BeiGene continued its global expansion march with the opening of its $800 million U.S. flagship biologics manufacturing and R&D facility in Hopewell, New Jersey.
The 400,000-square-foot production site, which was constructed over a three-year period, is expected to “create hundreds of skilled high-tech jobs at the site by the end of 2025,” the company said in a July 23 press release.
BeiGene, which boasts more than 30 molecules across its portfolio, is focused on producing oncology drugs using innovative approaches such as targeted protein degraders and antibody-drug conjugates as well as tried and true methods like monoclonal antibodies and small molecules.

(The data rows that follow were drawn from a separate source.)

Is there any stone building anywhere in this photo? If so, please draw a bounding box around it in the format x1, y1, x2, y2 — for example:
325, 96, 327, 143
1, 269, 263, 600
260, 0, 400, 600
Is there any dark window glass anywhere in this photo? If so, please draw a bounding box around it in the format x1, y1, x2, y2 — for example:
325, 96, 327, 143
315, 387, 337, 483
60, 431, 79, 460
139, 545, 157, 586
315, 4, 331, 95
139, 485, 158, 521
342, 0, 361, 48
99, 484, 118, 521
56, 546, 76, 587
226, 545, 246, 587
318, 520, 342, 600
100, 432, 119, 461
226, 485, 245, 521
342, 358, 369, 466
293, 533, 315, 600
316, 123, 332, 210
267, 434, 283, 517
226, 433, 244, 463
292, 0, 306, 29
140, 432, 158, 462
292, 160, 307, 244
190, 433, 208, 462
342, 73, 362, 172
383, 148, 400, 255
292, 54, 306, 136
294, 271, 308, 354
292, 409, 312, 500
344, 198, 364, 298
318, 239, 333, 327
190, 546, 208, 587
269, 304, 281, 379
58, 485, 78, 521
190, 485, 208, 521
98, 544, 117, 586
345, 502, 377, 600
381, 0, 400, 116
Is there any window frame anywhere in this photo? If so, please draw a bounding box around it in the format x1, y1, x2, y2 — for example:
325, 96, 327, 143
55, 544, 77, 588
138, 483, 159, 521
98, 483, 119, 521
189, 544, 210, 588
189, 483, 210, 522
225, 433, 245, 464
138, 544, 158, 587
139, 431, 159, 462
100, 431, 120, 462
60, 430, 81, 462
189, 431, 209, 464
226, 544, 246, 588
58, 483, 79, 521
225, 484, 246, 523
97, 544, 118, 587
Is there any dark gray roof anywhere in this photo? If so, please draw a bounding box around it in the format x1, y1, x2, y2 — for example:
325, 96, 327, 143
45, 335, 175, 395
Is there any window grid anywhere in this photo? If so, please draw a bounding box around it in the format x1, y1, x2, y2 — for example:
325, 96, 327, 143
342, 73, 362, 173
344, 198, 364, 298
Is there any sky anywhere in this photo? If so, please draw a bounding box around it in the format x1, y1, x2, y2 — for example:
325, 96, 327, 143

“BeiGene has experienced unprecedented global growth, and the addition of our facility at the Princeton West Innovation Campus adds manufacturing and clinical development capabilities that will further strengthen our differentiated strategy which leverages speed, efficiency and technology to advance quality medicines faster for patients,” John Oyler, co-founder, chairman and CEO of BeiGene, said in a statement.
BeiGene, which was founded in 2010, has been on an expansion tear as of late, bucking the biotech industry's layoff trend of the past year.

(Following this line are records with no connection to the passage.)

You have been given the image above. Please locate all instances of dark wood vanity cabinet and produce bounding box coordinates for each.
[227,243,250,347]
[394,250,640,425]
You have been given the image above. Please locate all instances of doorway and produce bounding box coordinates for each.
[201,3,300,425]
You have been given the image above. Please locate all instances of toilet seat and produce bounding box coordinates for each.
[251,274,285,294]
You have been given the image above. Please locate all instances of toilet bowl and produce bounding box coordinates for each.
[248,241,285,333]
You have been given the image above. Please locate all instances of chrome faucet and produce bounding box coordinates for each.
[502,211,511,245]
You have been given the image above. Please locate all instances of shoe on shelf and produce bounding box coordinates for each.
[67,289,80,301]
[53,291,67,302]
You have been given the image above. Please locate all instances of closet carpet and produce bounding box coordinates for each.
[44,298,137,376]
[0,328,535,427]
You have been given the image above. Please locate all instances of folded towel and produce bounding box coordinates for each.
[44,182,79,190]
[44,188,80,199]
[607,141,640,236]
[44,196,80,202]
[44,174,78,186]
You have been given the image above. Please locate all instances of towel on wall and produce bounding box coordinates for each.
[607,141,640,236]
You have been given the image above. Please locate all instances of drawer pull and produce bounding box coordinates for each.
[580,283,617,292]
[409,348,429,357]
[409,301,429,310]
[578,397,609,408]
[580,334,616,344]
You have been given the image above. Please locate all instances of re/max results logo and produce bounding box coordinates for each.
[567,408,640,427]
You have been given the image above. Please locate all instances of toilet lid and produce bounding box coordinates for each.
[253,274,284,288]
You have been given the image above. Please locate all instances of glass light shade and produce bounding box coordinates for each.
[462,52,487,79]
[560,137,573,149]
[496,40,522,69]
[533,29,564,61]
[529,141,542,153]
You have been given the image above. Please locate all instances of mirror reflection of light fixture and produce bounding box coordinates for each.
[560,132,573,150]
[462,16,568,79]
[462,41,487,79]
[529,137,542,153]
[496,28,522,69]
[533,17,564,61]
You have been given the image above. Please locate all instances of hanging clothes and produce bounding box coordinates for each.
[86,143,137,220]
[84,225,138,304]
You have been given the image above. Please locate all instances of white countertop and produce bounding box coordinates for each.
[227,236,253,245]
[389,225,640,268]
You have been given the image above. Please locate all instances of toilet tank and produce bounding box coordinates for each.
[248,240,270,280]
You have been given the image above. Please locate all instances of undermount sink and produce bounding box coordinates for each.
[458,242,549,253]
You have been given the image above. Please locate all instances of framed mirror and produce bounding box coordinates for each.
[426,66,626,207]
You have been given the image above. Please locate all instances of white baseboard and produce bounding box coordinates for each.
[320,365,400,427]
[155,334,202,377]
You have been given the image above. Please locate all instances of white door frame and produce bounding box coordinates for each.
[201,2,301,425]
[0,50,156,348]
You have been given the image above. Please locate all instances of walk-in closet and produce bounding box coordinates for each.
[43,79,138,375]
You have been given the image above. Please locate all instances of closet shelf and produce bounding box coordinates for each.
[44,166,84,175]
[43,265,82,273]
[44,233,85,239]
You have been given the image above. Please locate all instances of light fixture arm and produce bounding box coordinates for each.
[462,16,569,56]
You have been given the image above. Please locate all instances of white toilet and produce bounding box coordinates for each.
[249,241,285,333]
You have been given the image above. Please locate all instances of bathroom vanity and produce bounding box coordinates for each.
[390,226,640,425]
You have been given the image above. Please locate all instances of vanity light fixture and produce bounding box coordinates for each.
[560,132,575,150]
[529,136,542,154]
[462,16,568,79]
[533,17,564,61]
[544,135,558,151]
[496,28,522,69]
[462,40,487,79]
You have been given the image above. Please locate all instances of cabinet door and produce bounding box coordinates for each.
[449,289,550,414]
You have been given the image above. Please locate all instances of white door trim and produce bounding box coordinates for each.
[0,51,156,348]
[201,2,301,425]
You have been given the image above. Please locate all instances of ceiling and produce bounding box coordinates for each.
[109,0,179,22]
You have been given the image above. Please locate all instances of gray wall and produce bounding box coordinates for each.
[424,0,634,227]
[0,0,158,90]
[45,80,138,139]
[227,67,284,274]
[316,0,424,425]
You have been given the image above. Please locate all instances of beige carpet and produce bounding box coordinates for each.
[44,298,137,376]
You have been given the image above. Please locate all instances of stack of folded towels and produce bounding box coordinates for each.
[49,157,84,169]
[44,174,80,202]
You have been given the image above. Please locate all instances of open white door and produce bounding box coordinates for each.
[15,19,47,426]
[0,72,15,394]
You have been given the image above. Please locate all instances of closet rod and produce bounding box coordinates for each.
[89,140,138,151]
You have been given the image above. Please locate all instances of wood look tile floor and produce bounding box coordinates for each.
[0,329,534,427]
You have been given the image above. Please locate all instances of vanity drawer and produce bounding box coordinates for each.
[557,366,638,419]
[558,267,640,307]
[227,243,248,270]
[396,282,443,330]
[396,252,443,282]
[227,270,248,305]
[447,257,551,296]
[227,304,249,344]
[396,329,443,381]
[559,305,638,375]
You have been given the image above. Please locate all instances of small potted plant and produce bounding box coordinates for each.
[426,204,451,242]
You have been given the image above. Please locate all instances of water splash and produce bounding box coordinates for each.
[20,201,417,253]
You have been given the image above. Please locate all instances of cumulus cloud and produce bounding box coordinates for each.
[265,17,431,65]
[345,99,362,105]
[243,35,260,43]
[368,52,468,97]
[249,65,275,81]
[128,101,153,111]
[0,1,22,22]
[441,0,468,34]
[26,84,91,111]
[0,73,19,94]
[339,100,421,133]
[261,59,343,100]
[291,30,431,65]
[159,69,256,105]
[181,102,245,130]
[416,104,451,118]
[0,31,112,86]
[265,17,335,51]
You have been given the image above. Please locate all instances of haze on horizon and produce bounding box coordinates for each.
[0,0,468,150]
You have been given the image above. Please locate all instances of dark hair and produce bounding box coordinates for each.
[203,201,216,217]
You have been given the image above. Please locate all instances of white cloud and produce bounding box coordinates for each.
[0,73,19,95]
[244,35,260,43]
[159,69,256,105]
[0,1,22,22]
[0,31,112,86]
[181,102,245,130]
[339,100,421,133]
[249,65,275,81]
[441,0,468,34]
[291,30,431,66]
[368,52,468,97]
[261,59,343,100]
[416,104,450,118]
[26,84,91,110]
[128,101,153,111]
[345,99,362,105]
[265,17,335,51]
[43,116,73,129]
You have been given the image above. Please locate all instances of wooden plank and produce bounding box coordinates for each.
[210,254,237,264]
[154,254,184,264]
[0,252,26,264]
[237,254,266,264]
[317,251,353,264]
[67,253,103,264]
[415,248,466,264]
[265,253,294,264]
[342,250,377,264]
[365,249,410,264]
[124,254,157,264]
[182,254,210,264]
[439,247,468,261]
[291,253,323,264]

In February, BeiGene reported it had added 1,400 employees globally to reach a head count of 10,600 compared to the 9,200 it had on the payroll in February of 2023.
The company’s growth—it saw sales explode by 75% year over year to reach $2.2 billion in 2023—has been fueled primarily by its BTK inhibitor Brukinsa that is used to treat cancers like mantle cell lymphoma, Waldenström's macroglobulinemia, marginal zone lymphoma and chronic lymphocytic leukemia.
Sales of Brukinsa more than doubled last year and crossed the blockbuster threshold to hit $1.3 billion in full-year sales.